As we mentioned in this post Wovember is once again hosting an annual photo contest on instagram. All you have to do to enter is use the hashtag #Wovember2016 on any images which show the ways in which you are appreciating and celebrating sheep and wool this Wovember. You can see some of the diverse range of entries here! Every week, lifelong wool lover and long-term Wovember supporter Joanne Spittler will share her favourites as a kind of woolly round up of some of the awesome stuff taking place around the world this Wovember.
This week I have picked three pictures which tell a special story. During the process of choosing this week’s favourites, I enjoyed every single capture. It is very beautiful to see what wool means to you all.

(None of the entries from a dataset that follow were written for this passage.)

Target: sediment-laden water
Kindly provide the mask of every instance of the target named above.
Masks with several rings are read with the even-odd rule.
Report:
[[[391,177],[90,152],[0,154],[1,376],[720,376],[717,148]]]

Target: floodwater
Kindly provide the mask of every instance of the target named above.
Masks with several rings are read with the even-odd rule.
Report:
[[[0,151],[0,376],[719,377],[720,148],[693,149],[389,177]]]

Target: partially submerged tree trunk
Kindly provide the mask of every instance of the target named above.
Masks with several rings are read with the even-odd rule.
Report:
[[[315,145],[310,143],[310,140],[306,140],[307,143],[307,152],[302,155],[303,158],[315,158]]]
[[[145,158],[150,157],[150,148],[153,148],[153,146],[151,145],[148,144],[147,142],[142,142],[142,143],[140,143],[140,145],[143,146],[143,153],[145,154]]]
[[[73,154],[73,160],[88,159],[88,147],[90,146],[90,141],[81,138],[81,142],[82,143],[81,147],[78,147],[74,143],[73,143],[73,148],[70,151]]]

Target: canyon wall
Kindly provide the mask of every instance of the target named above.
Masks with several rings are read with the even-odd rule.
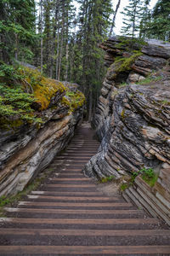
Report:
[[[89,177],[170,167],[170,44],[112,38],[100,46],[109,67],[93,125],[101,141]]]
[[[170,224],[170,44],[112,38],[100,47],[109,68],[93,125],[101,144],[84,174],[121,180],[151,168],[154,187],[139,177],[124,195]]]

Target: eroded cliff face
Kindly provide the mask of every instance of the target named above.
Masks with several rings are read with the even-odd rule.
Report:
[[[121,177],[170,168],[170,44],[113,38],[105,42],[105,79],[94,125],[101,140],[85,175]]]
[[[53,90],[51,96],[39,91],[35,109],[42,124],[21,122],[18,125],[17,121],[14,127],[13,118],[12,126],[8,124],[8,129],[7,125],[5,128],[1,127],[0,196],[23,190],[66,147],[76,126],[82,121],[84,96],[77,84],[64,82],[61,85],[62,90],[54,93],[52,87],[45,89]],[[44,102],[46,108],[42,108]]]

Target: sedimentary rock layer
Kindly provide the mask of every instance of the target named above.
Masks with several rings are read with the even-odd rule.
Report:
[[[170,44],[113,38],[101,48],[110,67],[93,122],[101,146],[84,173],[120,177],[144,167],[162,173],[170,168]]]

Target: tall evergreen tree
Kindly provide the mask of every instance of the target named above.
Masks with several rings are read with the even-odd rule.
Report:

These stories caught my attention:
Elaine tells a lovely story about the longevity and resilience of wool and how it can be part of a child’s playtime. I love this truly historical picture of her and her sister sitting in their blanket fort.
This #wovember post is about woolly memories. When I was little we used to visit my granny and grandad in the highlands. We would always build forts with ever-increasingly complex wind-break 'walls' and toasty 'roof' made from wool blankets and offcuts. This was clearly the beginning of a wee housey, as they often had entrances and rooms by the time we were finished banging the windbreaks into grass with giant mallets, standing on a stool. The wool blankets came from my Granny's work at T.M. Hunters Woollen Mill. One of my favourite memories and the blanket in this photo is in the boot of my car today! Just goes to show the resilience of wool. Pretty sure we were in our forts in rain at times – snug as can be. #wovember2016 #knittersofinstagram #knitstagram #wool
Ange interprets her local landscape by using wool and this caught my eye immediately. Her handwoven cushion is a creative work of art celebrating one of wool’s many forms whilst telling us the story of where she is at home.
Mary tells the story of how she and her youngest daughter Georgie ended up with a flock of sheep. It is heart-warming to see the storyline evolve and to read about the amount of work involved in keeping sheep.
Thanks to Joanne for taking the time to go through the photos submitted so far to the Wovember 2016 photo competition and for making such a thoughtful selection; these top picks really give a flavour of the lovely stories that folk are sharing this Wovember, in celebration of wool.